On Monday, Venezuela’s oil minister said that the world was producing about 10% more oil than demand required and oil prices dropped. That isn’t news. That’s why oil prices are where they are.
The Algiers meeting (Opec informal meeting) is only a week away. Oil bears should be leery of new price support comments ahead of the gathering otherwise they wouldn’t be having one.
Will the wait be worth it?
Olympic opening ceremonies are a big deal. At least for the host country that spends tens of millions of tax receipts to showcase their nation, their culture and their artistic talents.
In 1988, it was Seoul, South Korea’s turn to dazzle the world. They had big plans. The grand finale was the release of hundreds of doves to symbolise world peace and then the lighting of theOlympic Cauldron.
The big moment arrived. The doves were set free. The cauldron was lit. And then awe turned to “ick”. The doves flew into the flames.
And that brings us to Wednesday’s Federal Open Market Committee meeting. What will be the fate of those doves? Is Fed Governor Lael Brainard’s “new normal” the prevailing view at the FOMC?
On September 12, in Chicago, Brainard outlined five features of what she described as the “current economic landscape”. She concluded that “the costs to the economy of greater-than-expected strength in demand are likely to be lower than the costs of significant unexpected weakness.”
In her view, the Fed has all the tools it needs to respond to unexpected strength in the economy but if unexpected weakness arises, the tool kit is limited.
Financial markets agree with her assessment. There is only a 12% probability of a rate hike on Wednesday according to the CME FEDWatch tool.
Is the market view the right view?
The market is always right. Until its wrong. And when that happens the proverbial stinky stuff hits the whirling blades. Wednesday afternoon in New York, could be one of those days.
At least 88% of the market doesn’t believe that the Fed will raise the target range for Fed funds from a very low 0.25-0.50% to a very low 0.50-0.75%.
However, the FOMC may not be part of the 88%.
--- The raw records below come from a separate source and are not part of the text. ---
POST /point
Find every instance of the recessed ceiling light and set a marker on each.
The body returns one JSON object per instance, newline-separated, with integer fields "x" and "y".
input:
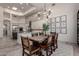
{"x": 8, "y": 7}
{"x": 14, "y": 8}
{"x": 21, "y": 3}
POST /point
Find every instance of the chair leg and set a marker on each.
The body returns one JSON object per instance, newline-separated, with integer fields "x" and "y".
{"x": 56, "y": 45}
{"x": 23, "y": 53}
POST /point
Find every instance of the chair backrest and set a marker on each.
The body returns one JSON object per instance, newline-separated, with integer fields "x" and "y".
{"x": 26, "y": 43}
{"x": 56, "y": 36}
{"x": 49, "y": 40}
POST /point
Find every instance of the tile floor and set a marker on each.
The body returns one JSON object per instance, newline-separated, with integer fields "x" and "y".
{"x": 9, "y": 47}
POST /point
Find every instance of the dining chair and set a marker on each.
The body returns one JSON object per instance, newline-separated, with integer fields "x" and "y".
{"x": 54, "y": 41}
{"x": 47, "y": 45}
{"x": 28, "y": 48}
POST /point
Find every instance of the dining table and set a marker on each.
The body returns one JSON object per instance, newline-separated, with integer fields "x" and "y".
{"x": 38, "y": 39}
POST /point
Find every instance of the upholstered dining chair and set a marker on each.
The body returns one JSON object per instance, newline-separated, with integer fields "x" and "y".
{"x": 47, "y": 45}
{"x": 54, "y": 40}
{"x": 28, "y": 48}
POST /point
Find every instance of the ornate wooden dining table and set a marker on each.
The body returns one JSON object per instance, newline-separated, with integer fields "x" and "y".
{"x": 38, "y": 39}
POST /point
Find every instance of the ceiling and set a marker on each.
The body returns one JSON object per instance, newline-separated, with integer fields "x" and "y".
{"x": 21, "y": 7}
{"x": 25, "y": 7}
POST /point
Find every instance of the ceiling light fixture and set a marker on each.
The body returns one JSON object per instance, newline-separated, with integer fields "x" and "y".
{"x": 14, "y": 8}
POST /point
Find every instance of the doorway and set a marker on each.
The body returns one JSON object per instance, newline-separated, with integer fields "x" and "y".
{"x": 7, "y": 28}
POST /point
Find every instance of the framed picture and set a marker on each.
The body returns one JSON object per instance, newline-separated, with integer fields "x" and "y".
{"x": 63, "y": 24}
{"x": 53, "y": 20}
{"x": 63, "y": 18}
{"x": 57, "y": 19}
{"x": 53, "y": 30}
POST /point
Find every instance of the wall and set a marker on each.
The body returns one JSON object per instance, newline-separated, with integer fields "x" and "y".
{"x": 1, "y": 22}
{"x": 64, "y": 9}
{"x": 18, "y": 20}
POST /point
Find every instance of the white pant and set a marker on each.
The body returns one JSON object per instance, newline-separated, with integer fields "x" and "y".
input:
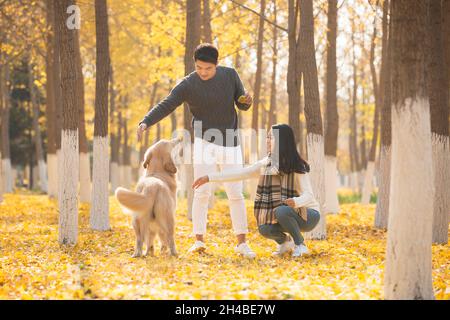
{"x": 206, "y": 157}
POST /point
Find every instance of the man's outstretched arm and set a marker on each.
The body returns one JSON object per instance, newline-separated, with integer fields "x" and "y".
{"x": 243, "y": 103}
{"x": 163, "y": 109}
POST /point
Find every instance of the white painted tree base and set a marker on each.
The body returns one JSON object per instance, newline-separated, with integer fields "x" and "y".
{"x": 99, "y": 217}
{"x": 382, "y": 209}
{"x": 115, "y": 177}
{"x": 14, "y": 176}
{"x": 52, "y": 167}
{"x": 368, "y": 183}
{"x": 128, "y": 176}
{"x": 181, "y": 182}
{"x": 85, "y": 178}
{"x": 408, "y": 254}
{"x": 35, "y": 178}
{"x": 7, "y": 175}
{"x": 331, "y": 181}
{"x": 353, "y": 181}
{"x": 68, "y": 188}
{"x": 441, "y": 177}
{"x": 43, "y": 176}
{"x": 316, "y": 160}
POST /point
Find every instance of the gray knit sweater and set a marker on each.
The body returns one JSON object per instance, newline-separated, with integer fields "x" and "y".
{"x": 211, "y": 102}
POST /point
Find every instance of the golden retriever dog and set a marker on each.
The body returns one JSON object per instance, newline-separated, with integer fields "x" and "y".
{"x": 153, "y": 204}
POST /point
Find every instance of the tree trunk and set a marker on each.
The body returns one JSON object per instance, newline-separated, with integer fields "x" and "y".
{"x": 356, "y": 167}
{"x": 314, "y": 138}
{"x": 85, "y": 166}
{"x": 294, "y": 75}
{"x": 273, "y": 86}
{"x": 258, "y": 82}
{"x": 114, "y": 134}
{"x": 206, "y": 18}
{"x": 99, "y": 218}
{"x": 382, "y": 209}
{"x": 120, "y": 148}
{"x": 332, "y": 118}
{"x": 446, "y": 31}
{"x": 37, "y": 131}
{"x": 69, "y": 164}
{"x": 58, "y": 92}
{"x": 370, "y": 167}
{"x": 408, "y": 262}
{"x": 438, "y": 87}
{"x": 6, "y": 156}
{"x": 126, "y": 163}
{"x": 193, "y": 31}
{"x": 1, "y": 148}
{"x": 50, "y": 113}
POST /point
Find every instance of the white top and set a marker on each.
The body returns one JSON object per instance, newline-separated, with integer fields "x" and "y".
{"x": 305, "y": 199}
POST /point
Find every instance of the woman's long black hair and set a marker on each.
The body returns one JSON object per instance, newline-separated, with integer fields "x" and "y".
{"x": 289, "y": 160}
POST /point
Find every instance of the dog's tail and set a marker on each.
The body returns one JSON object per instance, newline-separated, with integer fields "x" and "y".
{"x": 132, "y": 201}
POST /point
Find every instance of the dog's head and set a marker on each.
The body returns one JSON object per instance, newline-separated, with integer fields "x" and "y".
{"x": 159, "y": 157}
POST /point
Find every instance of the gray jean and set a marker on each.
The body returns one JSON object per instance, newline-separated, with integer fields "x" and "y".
{"x": 289, "y": 221}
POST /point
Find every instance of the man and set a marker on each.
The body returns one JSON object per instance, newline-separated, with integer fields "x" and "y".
{"x": 211, "y": 92}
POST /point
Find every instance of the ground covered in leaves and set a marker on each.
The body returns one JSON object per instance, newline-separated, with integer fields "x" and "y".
{"x": 348, "y": 265}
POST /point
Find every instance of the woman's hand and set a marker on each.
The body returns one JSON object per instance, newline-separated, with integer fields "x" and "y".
{"x": 290, "y": 202}
{"x": 200, "y": 181}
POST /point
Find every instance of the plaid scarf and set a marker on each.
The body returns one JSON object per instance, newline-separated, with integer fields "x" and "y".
{"x": 273, "y": 189}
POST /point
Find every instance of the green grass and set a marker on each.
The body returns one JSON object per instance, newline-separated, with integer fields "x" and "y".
{"x": 355, "y": 197}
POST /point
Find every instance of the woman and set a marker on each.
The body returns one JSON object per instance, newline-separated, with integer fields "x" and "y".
{"x": 284, "y": 202}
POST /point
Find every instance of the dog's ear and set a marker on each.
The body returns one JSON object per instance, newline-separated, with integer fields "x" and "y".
{"x": 169, "y": 166}
{"x": 147, "y": 158}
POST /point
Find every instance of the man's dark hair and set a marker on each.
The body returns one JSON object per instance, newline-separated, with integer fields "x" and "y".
{"x": 206, "y": 52}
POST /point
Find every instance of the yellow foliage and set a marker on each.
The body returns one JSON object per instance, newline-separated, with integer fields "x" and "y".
{"x": 348, "y": 265}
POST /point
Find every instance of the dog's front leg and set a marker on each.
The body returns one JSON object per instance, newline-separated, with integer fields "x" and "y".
{"x": 150, "y": 251}
{"x": 139, "y": 242}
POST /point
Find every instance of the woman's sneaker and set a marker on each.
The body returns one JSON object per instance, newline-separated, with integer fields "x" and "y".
{"x": 300, "y": 250}
{"x": 198, "y": 246}
{"x": 286, "y": 246}
{"x": 244, "y": 250}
Last December they increased rates by 0.25% and suggested another 1% of rate increases in 2016. The Fed has repeatedly stated that the criteria for a rate increase includes a strong labour market and rising inflation.
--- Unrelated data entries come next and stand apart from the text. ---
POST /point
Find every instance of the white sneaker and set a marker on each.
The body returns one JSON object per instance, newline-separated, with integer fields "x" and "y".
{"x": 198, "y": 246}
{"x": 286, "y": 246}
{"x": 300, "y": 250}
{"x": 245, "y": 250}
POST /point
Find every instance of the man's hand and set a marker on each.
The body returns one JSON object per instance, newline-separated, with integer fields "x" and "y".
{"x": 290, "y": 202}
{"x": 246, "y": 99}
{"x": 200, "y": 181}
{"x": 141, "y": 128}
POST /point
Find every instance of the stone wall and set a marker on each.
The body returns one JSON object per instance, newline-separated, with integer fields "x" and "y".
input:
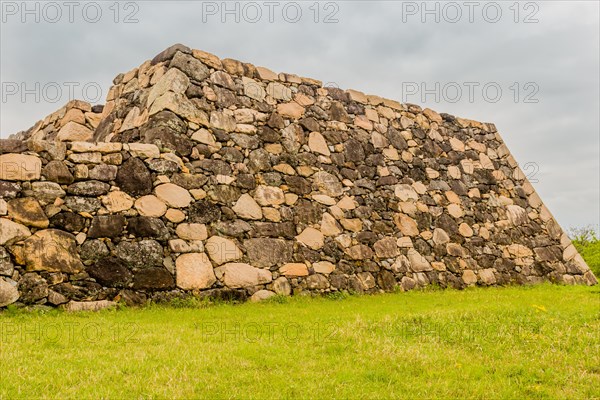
{"x": 219, "y": 178}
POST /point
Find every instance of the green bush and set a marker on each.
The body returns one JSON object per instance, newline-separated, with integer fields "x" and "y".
{"x": 587, "y": 242}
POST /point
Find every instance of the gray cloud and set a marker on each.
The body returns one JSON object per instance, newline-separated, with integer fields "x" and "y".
{"x": 371, "y": 49}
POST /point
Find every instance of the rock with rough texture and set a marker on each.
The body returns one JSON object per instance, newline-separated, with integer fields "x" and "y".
{"x": 192, "y": 231}
{"x": 222, "y": 250}
{"x": 246, "y": 207}
{"x": 194, "y": 271}
{"x": 76, "y": 306}
{"x": 173, "y": 195}
{"x": 107, "y": 226}
{"x": 312, "y": 238}
{"x": 8, "y": 293}
{"x": 27, "y": 211}
{"x": 196, "y": 162}
{"x": 267, "y": 252}
{"x": 262, "y": 295}
{"x": 20, "y": 167}
{"x": 239, "y": 275}
{"x": 11, "y": 232}
{"x": 150, "y": 206}
{"x": 110, "y": 272}
{"x": 51, "y": 250}
{"x": 153, "y": 278}
{"x": 269, "y": 196}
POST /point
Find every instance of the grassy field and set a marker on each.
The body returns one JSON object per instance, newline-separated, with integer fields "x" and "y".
{"x": 589, "y": 248}
{"x": 513, "y": 343}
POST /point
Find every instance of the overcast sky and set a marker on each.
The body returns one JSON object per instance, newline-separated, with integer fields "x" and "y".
{"x": 532, "y": 68}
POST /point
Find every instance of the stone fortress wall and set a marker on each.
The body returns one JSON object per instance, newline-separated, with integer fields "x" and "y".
{"x": 218, "y": 178}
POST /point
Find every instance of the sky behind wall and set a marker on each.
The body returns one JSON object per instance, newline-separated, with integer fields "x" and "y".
{"x": 532, "y": 68}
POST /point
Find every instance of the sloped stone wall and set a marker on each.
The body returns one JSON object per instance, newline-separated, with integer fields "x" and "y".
{"x": 219, "y": 178}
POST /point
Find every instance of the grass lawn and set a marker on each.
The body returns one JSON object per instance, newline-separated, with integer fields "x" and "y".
{"x": 513, "y": 343}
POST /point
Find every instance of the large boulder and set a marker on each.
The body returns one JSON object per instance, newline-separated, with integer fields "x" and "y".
{"x": 110, "y": 272}
{"x": 240, "y": 275}
{"x": 8, "y": 293}
{"x": 11, "y": 232}
{"x": 266, "y": 252}
{"x": 194, "y": 271}
{"x": 51, "y": 250}
{"x": 20, "y": 167}
{"x": 134, "y": 178}
{"x": 28, "y": 212}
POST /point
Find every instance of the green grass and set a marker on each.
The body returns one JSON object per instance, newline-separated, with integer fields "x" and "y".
{"x": 590, "y": 251}
{"x": 512, "y": 343}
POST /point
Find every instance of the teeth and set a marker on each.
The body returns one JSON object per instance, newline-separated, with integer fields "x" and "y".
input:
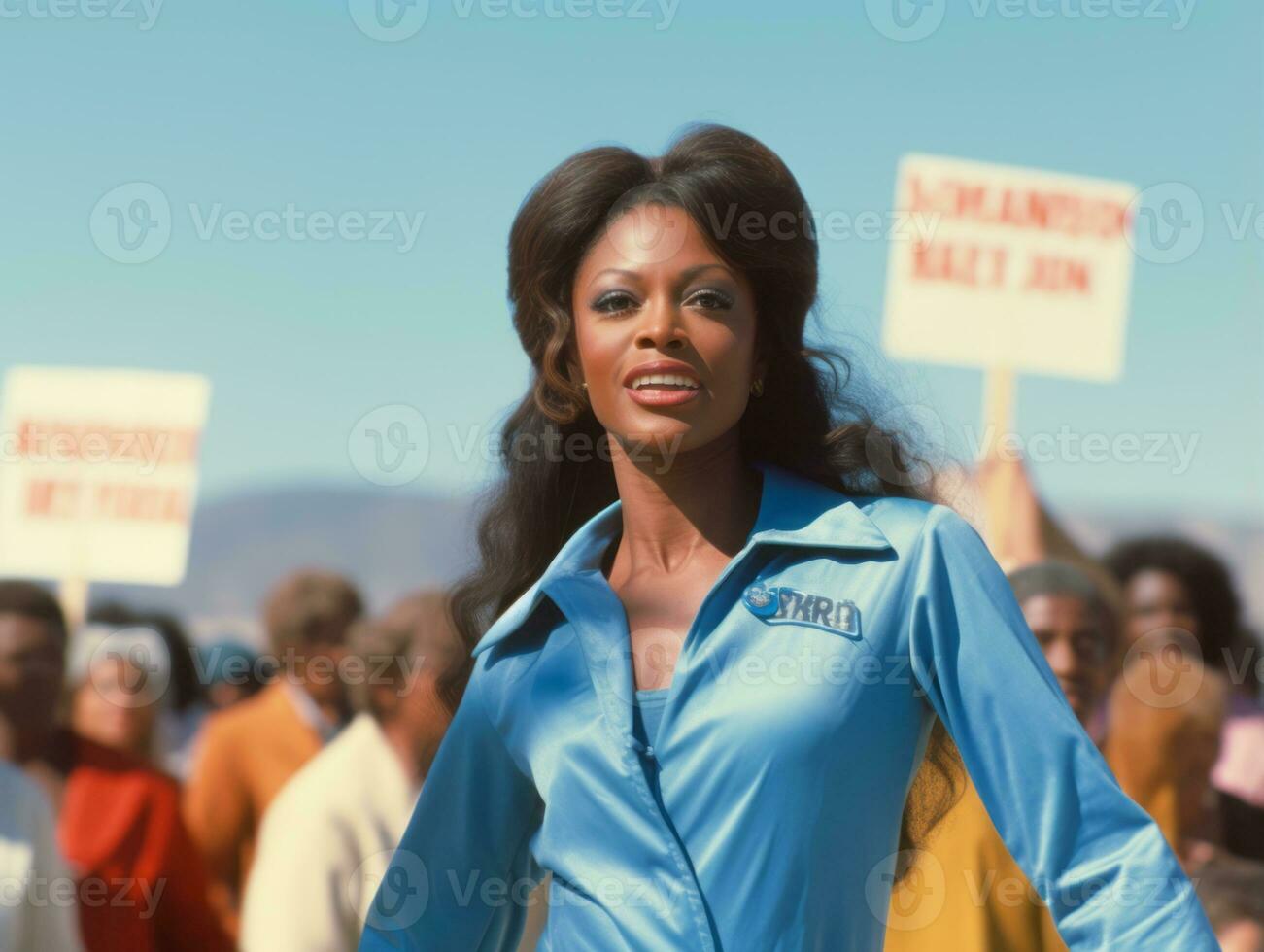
{"x": 652, "y": 378}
The US labour market has been strong. Nonfarm payrolls have averaged 232,000 new jobs over the past 3 months and 168,000 new jobs since January. Not too shabby.
Chart: Change in NFP 2016
Source IFXA/Bureau of Labor Statistics
The August inflation rise beat expectations, rising 0.2% vs a forecast for 0.1% gain, month over month. That is the other key indicator moving in the right direction to support a rate increase.
Janet Yellen seemed to be on board the rate hike express in August. In between fine dining and nature walks at the Jackson Hole Resort in Wyoming, the chair of the Federal Reserve said in a speech "I believe the case for an increase in the federal funds rate has strengthened in recent months." Afterwards, the vice chair, Stanley Fisher said that Yellen’s comments were a sign of how close the committee was to raising rates.
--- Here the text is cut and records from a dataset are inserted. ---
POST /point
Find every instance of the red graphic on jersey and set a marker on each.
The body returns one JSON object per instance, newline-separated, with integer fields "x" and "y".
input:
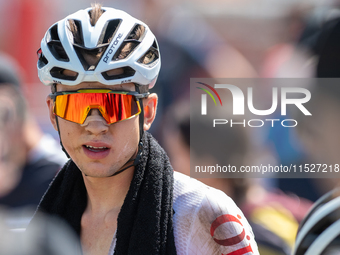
{"x": 223, "y": 219}
{"x": 232, "y": 240}
{"x": 241, "y": 251}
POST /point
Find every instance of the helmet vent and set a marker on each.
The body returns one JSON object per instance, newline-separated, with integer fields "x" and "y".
{"x": 90, "y": 58}
{"x": 42, "y": 61}
{"x": 57, "y": 72}
{"x": 130, "y": 43}
{"x": 155, "y": 45}
{"x": 119, "y": 73}
{"x": 54, "y": 44}
{"x": 52, "y": 34}
{"x": 109, "y": 31}
{"x": 77, "y": 33}
{"x": 94, "y": 15}
{"x": 150, "y": 57}
{"x": 136, "y": 33}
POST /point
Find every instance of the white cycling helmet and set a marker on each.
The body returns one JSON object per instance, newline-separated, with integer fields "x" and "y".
{"x": 106, "y": 39}
{"x": 319, "y": 233}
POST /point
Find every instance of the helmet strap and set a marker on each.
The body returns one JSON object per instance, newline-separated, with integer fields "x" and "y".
{"x": 141, "y": 133}
{"x": 140, "y": 143}
{"x": 61, "y": 144}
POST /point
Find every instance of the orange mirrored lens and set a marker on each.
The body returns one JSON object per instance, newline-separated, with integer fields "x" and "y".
{"x": 113, "y": 107}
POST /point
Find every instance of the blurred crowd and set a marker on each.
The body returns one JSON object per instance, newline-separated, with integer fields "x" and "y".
{"x": 197, "y": 39}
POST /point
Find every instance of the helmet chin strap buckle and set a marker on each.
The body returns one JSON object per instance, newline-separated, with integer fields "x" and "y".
{"x": 94, "y": 118}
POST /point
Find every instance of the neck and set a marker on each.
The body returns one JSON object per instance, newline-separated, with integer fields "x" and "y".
{"x": 107, "y": 194}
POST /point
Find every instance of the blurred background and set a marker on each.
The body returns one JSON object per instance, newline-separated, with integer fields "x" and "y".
{"x": 218, "y": 39}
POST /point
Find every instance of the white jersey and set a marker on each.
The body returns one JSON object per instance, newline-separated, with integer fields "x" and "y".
{"x": 207, "y": 221}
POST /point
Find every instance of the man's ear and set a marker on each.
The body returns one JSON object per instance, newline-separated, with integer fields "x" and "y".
{"x": 150, "y": 108}
{"x": 50, "y": 104}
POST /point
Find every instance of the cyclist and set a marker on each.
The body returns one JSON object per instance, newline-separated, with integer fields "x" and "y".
{"x": 118, "y": 191}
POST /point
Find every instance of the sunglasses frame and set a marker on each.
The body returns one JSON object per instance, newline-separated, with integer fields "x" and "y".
{"x": 138, "y": 97}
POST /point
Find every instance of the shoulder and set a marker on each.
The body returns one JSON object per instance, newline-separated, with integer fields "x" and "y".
{"x": 207, "y": 221}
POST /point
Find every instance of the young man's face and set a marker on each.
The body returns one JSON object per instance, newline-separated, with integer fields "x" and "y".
{"x": 119, "y": 139}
Strong employment, rising inflation and the top two Fed officials appear to support a change in the Fed funds range.
The market reaction to a rate hike would be nasty. The US dollar would soar, equities sink and doomsday prophets would dust off their “The World is Ending” signs.
The Fed would claim that they had set the stage for a rate increase for a very long time, a rate hike was justified and its not their fault that the market got it wrong.
The market would cry foul, volatility would rise and losses would be booked. And then it would be over.
A few days later a new debate would start as to whether or not raise would rise. Britain and the Eurozone didn’t implode when the Brexit vote was tallied and that result was a far bigger surprise to the world than a minuscule 0.25% US rate hike would be.
The answer to the "who is right or who is wrong" question will be revealed Wednesday afternoon.